Le Faussaire de Whitechapel
Lire le chapitre 36: A New Ink
La porte de Holloway se referma derrière lui avec un bruit de ferraille que Edward Graves connaissait désormais par cœur. Le brouillard londonien l’enveloppa comme un linceul humide, et il inspira profondément, goûtant l’air libre — chargé de charbon, de fumier et de cette odeur indéfinissable de vie qui manquait tant entre les murs de sa cellule.
Six mois. Six mois à écrire, à relire, à tourner en rond dans sa tête les fragments d’une vérité qui lui échappait encore. Sa redingote était trop grande à présent, ses joues creusées, mais ses yeux — ses yeux n’avaient jamais été aussi vifs.
Il ne rentra pas chez lui. Il n’avait plus de chez lui. Les huissiers avaient tout pris, sauf ce qu’il portait sur le dos et ce que Sarah avait accepté de garder : son journal, ses notes, et cette obsession qui lui tenait lieu d’âme.
Newgate. Connor. Avant 1881.
Les pavés gluants le menèrent vers l’est, vers ce quartier où tout avait commencé. Il marcha sans but apparent, mais ses jambes semblaient connaître le chemin mieux que sa tête. Bientôt, il se retrouva devant une devanture fermée, une boutique de prêteur sur gages qu’il connaissait bien. Les volets étaient clos, la vitrine poussiéreuse. Une corde scellait la porte, et un avis officiel annonçait la saisie des biens.
— Il est pas là, m’sieur Graves.
Edward se retourna. Un gamin d’une dizaine d’années, visage maigre et yeux trop vifs pour son âge, le regardait avec un mélange de crainte et de fascination.
— Tu le connais ? demanda Edward.
— Tout le monde connaît Sam, avant. Il a été pris. On dit qu’il a aidé ce fou de Graves à faire le mal. On dit qu’il est à Newgate en attendant son procès.
Edward sortit une pièce de sa poche — la dernière, peut-être — et la fit briller entre ses doigts.
— Je peux le voir ?
Le gamin prit la pièce, la mordit, puis hocha la tête avec un sourire édenté.
— J’connais un gardien qui ferme les yeux quand on lui graisse la patte. Suivez-moi.

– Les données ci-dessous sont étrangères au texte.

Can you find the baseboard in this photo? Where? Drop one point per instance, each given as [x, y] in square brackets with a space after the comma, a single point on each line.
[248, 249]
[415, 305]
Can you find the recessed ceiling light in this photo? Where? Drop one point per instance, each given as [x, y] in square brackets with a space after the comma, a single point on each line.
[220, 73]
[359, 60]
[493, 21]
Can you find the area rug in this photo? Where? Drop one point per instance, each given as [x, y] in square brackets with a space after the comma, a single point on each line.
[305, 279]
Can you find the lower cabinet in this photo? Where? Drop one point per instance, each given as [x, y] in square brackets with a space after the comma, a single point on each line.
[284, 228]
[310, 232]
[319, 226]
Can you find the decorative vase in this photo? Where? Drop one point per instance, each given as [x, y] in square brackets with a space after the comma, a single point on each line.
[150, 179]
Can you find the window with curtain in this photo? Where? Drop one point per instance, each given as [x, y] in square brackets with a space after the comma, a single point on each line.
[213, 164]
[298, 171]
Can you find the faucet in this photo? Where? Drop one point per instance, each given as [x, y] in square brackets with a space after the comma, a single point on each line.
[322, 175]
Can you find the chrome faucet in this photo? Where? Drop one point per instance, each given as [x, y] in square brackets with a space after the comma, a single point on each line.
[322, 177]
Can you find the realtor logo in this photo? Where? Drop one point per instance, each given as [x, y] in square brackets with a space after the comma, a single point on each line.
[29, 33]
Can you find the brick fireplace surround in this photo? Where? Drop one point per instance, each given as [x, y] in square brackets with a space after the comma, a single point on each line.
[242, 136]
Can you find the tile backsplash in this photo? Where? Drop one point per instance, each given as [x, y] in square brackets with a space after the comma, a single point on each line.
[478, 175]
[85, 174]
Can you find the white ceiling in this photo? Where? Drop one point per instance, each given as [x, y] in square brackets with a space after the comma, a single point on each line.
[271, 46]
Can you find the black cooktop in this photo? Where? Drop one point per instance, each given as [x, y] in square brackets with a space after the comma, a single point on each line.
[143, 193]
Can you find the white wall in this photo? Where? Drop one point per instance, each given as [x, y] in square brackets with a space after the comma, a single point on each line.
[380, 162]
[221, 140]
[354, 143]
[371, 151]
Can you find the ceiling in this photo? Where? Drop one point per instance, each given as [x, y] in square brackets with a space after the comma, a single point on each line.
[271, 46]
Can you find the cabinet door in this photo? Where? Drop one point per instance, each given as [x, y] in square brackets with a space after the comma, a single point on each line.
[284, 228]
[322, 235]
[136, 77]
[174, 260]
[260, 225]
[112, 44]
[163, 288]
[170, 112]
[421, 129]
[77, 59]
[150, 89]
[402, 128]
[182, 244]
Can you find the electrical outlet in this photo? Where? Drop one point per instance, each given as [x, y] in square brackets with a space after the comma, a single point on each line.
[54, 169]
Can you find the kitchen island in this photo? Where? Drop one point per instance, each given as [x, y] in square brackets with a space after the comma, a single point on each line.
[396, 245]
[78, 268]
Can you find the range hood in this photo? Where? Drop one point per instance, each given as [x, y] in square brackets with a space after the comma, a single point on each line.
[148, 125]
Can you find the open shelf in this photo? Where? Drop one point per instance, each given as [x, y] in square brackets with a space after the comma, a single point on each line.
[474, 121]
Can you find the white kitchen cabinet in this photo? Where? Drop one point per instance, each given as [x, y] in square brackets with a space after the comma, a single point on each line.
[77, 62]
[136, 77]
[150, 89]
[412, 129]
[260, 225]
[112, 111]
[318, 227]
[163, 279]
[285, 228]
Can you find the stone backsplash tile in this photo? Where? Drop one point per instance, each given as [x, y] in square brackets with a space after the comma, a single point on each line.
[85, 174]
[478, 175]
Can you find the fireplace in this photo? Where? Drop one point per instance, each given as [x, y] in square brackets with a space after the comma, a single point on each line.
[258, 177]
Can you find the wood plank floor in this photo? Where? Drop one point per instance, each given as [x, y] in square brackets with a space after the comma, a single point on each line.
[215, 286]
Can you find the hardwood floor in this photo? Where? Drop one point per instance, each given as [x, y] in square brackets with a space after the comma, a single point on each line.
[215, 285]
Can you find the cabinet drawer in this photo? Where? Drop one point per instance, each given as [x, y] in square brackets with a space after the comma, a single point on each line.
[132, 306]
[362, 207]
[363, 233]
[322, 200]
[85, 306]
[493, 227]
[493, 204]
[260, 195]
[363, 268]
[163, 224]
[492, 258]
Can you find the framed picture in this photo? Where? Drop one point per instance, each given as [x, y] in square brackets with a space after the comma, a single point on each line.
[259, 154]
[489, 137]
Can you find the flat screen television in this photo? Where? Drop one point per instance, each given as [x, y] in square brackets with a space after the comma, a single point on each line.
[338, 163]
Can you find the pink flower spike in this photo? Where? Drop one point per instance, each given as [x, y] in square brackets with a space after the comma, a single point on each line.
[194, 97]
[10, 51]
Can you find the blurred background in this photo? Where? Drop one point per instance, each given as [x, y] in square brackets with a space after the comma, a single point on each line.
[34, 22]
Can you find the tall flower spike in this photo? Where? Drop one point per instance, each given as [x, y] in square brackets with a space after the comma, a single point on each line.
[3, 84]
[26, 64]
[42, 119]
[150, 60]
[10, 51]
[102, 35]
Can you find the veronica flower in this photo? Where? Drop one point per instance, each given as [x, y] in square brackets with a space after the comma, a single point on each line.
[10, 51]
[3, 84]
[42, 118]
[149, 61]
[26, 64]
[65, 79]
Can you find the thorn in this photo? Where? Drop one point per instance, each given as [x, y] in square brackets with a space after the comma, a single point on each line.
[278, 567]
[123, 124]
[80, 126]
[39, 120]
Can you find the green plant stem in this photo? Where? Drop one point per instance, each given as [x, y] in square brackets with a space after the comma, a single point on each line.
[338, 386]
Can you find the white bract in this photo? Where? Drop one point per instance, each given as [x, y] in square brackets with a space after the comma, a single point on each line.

Newgate était un monstre de pierre noire, une forteresse de désespoir qui semblait avaler la lumière. Edward y était passé brièvement après son arrestation, avant le procès. Mais y revenir en visiteur, c’était une autre chose. Il suivit le gamin par une porte latérale, longea des couloirs où l’humidité suintait des murs, et finit par arriver devant une cellule dont la porte était entrouverte.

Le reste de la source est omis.